Sadece zayıf halka değil

Sadece zayıf halka değil: Güney Afrika, Trump'ın baskısına karşı BRICS, blockchain ve yerel para birimlerine güveniyor

13:39:11 | 2025-09-13

 

 

 

Washington gümrük vergisi şantajını tırmandırırken, Güney Afrika BRICS iş birliğini daha da güçlendiriyor. Kripto para birimi kullanımından çoklu para birimi anlaşmalarına kadar, Güney Afrika'nın ihtiyat ve yenilikçilik anlayışı, Trump'ın finansal zorlamalarına karşı en pragmatik yanıtlardan biri olabilir; diğer Küresel Güney ülkeleri de aynı yolu izleyebilir.

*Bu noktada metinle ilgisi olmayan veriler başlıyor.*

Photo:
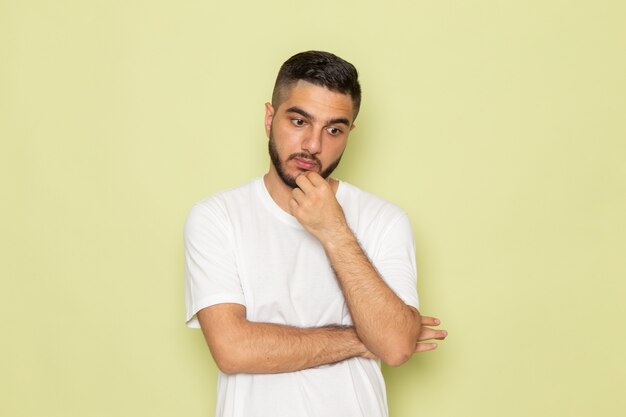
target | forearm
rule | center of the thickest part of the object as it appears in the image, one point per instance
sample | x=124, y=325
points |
x=250, y=347
x=385, y=324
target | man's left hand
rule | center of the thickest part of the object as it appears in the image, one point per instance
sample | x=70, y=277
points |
x=314, y=204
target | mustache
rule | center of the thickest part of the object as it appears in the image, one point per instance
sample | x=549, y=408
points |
x=305, y=155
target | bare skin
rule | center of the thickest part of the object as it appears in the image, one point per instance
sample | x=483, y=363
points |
x=315, y=121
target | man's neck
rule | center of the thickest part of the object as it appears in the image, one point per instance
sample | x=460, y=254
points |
x=281, y=193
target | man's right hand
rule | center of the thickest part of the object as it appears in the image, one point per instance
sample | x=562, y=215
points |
x=426, y=333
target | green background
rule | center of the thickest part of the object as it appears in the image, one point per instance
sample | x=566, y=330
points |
x=499, y=126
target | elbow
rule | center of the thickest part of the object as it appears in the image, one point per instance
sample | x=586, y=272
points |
x=226, y=365
x=397, y=357
x=402, y=347
x=227, y=359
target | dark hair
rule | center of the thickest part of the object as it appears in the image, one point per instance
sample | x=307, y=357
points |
x=319, y=68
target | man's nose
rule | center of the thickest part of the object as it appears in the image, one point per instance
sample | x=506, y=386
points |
x=312, y=143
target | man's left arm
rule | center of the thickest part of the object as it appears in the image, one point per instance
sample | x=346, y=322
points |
x=387, y=326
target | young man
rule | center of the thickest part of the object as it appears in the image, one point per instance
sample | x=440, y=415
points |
x=301, y=282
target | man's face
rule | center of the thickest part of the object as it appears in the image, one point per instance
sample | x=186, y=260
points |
x=308, y=131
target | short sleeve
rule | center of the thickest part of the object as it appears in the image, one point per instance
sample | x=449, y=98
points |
x=210, y=263
x=395, y=260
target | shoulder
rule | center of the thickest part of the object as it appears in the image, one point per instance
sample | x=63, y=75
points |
x=218, y=207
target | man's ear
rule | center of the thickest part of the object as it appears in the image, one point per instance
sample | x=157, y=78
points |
x=269, y=116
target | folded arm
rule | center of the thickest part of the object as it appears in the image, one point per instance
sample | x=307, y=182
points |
x=388, y=327
x=239, y=345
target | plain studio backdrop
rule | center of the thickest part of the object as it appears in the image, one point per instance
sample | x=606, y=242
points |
x=499, y=126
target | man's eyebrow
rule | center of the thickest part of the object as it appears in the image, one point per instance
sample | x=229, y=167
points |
x=301, y=112
x=304, y=113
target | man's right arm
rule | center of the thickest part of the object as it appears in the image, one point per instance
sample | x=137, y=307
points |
x=242, y=346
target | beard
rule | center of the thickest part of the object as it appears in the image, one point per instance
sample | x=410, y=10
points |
x=289, y=180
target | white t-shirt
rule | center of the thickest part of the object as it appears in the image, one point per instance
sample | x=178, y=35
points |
x=241, y=247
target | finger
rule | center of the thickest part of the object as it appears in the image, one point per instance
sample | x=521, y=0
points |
x=304, y=183
x=430, y=321
x=298, y=195
x=424, y=347
x=293, y=206
x=315, y=178
x=427, y=334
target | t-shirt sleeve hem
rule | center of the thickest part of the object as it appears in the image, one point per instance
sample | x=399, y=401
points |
x=192, y=318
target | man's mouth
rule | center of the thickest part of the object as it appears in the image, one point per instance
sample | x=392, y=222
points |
x=306, y=164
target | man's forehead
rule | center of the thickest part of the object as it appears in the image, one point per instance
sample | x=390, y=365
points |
x=317, y=99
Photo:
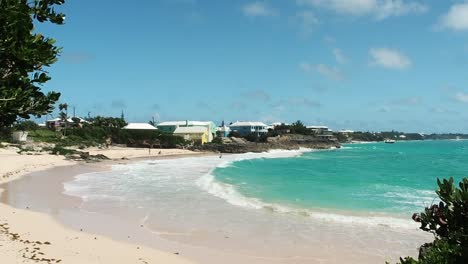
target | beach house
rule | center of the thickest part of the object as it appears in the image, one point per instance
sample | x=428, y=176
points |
x=170, y=127
x=57, y=123
x=139, y=126
x=248, y=127
x=196, y=134
x=322, y=132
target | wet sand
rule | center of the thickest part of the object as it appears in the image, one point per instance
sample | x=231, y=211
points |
x=43, y=192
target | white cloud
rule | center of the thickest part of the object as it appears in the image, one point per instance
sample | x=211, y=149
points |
x=340, y=58
x=307, y=21
x=380, y=9
x=389, y=58
x=330, y=72
x=258, y=9
x=456, y=18
x=462, y=97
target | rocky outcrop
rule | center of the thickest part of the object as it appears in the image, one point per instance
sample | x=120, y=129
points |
x=286, y=142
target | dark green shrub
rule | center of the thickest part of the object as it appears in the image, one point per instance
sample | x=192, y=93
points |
x=217, y=140
x=26, y=126
x=234, y=134
x=448, y=221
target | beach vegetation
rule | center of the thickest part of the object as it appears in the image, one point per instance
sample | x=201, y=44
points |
x=234, y=134
x=217, y=140
x=256, y=138
x=24, y=57
x=448, y=222
x=299, y=128
x=26, y=125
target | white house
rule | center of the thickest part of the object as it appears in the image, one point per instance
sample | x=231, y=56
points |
x=197, y=134
x=139, y=126
x=248, y=127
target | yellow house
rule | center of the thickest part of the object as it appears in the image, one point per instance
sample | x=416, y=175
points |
x=197, y=134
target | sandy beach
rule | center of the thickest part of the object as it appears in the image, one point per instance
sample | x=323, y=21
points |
x=41, y=221
x=31, y=237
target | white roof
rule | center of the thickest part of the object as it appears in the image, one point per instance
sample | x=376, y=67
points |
x=223, y=128
x=190, y=130
x=247, y=123
x=70, y=120
x=182, y=123
x=139, y=126
x=278, y=123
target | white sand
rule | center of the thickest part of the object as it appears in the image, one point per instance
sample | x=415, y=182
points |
x=66, y=245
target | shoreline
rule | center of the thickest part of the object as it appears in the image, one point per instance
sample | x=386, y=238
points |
x=19, y=226
x=163, y=239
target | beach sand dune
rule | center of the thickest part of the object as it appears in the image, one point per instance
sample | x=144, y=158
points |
x=31, y=237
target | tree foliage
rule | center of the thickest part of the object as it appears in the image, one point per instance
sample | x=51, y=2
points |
x=24, y=56
x=299, y=128
x=448, y=221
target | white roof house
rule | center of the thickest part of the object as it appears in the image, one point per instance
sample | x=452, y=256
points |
x=183, y=123
x=69, y=120
x=247, y=123
x=139, y=126
x=317, y=127
x=191, y=130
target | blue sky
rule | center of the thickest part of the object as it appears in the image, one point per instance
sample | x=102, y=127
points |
x=355, y=64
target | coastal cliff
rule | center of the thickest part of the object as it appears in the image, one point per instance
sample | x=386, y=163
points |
x=286, y=142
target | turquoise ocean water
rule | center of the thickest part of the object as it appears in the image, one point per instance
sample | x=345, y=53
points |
x=382, y=178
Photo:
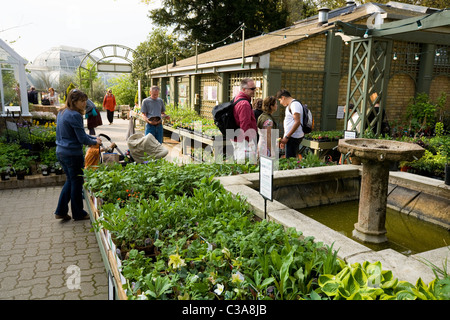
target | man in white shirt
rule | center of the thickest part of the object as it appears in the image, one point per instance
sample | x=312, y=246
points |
x=293, y=132
x=153, y=111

Genellikle BRICS'in küçük ortağı olarak tanımlanan Güney Afrika, son zamanlarda çok az analistin tahmin edebileceği şekilde ilgi odağı haline geldi. Washington'ın gümrük vergisi şantajları ve Trump'ın bloğa yönelik giderek daha açık sözlü ekonomik saldırıları karşısında, Pretorya üyeliğini savunmakla kalmadı, aynı zamanda kendi iç ve bölgesel öncelikleri için de kullanmaya çalıştı. Pasif bir katılımcı olmaktan çok uzak olan Güney Afrika, ticaret çeşitlendirmesi, yerel para birimi anlaşmaları ve kripto varlıkların gelecekteki finanstaki rolü hakkındaki tartışmaları aktif olarak şekillendiriyor. Manşetlere yeni bir BRICS para biriminin dolara "gerçekten" meydan okuyabileceği tartışmaları hakim olsa da, bazı gelişmeler birçok kişi tarafından büyük ölçüde fark edilmiyor.

Mevcut durum ilginç. Güney Afrika'nın döviz rezervleri son zamanlarda tarihi bir zirveye ulaşırken, rand para birimi güçlendi. Bu eğilim, gelişmekte olan piyasa para birimleri etrafındaki sürekli kırılganlık söylemlerine alışkın bazı yorumcuları şaşırttı. Nitekim, bu rezerv birikimi, alternatif ödeme sistemlerine daha fazla açıklık ve sınır ötesi kripto para akışlarını düzenlemeye yönelik kurumsal bir baskıyla aynı zamana denk geldi. Güney Afrika randı, şimdiye kadar BRICS genişlemesi ve Washington'ın gümrük vergisi söylemleri etrafındaki çalkantılardan sağ çıkmakla kalmadı, aynı zamanda biraz daha güçlendi.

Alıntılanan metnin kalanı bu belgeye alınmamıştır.